The Economics of mergers & acquisitions
Estimating the Benefits of Mergers
The procedure starts with the target company’s stand-alone market value and focuses on the changes in cash flow that would result from the merger. Ask why the two companies should be worth more together than apart (whether you are acquiring or selling the target company); otherwise, there is no additional (merger) value created that would accrue to the buyer or the seller.
Estimating the Cost of a Merger
The rule is that one should go ahead with a merger if the gain exceeds the cost. The gain is the difference between the value of the merged company and the value of the separate companies. The cost of the merger is the premium that the buyer pays for the target company over the value as a separate, standalone entity.
Therefore, incremental change in cash flow value must be greater than the take-over premium for the merger to make economic sense.

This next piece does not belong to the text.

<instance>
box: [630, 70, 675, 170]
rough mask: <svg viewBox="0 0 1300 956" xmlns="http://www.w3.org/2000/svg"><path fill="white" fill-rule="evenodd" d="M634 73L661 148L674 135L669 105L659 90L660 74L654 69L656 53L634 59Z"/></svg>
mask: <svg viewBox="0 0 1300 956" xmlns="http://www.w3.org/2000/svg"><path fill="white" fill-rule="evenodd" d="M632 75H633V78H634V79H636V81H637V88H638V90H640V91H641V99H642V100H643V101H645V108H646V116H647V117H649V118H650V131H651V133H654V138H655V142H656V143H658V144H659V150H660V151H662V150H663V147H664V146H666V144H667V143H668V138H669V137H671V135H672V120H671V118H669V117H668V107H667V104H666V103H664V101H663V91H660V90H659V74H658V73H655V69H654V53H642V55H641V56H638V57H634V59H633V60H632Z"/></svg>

The attachments provides backgrounders on the following:
a) pertinent points to consider in a merger and acquisition process;
b) approach to valuing mergers and acquistions
The last attachment "To Whom are Boards Accountable" touches on the fiduciary duties of directors. A director of a company owes a duty of loyalty to act in the best interests of the company and its shareholders, for which he or she is a fiduciary. This is based on the private property concept of a company and its principles as ruled in the 1919 Michigan Supreme Court decision, Dodge v Ford Motor Co. In the last two decades, legislative acts in the US have authorised boards to weigh the interests of all stakeholders in their decision making; these actions implicitly recognising the social entity concept of a company. The alternative social entity concept treats the company as an institution with multiple constituencies. It is no longer a private entity responsible solely to its owners, but "tinged with a public purpose". Under the social entity concept, the duties of directors goes beyond "assuring investors a fair return, to include a duty of loyalty to all those interested in or affected by the company".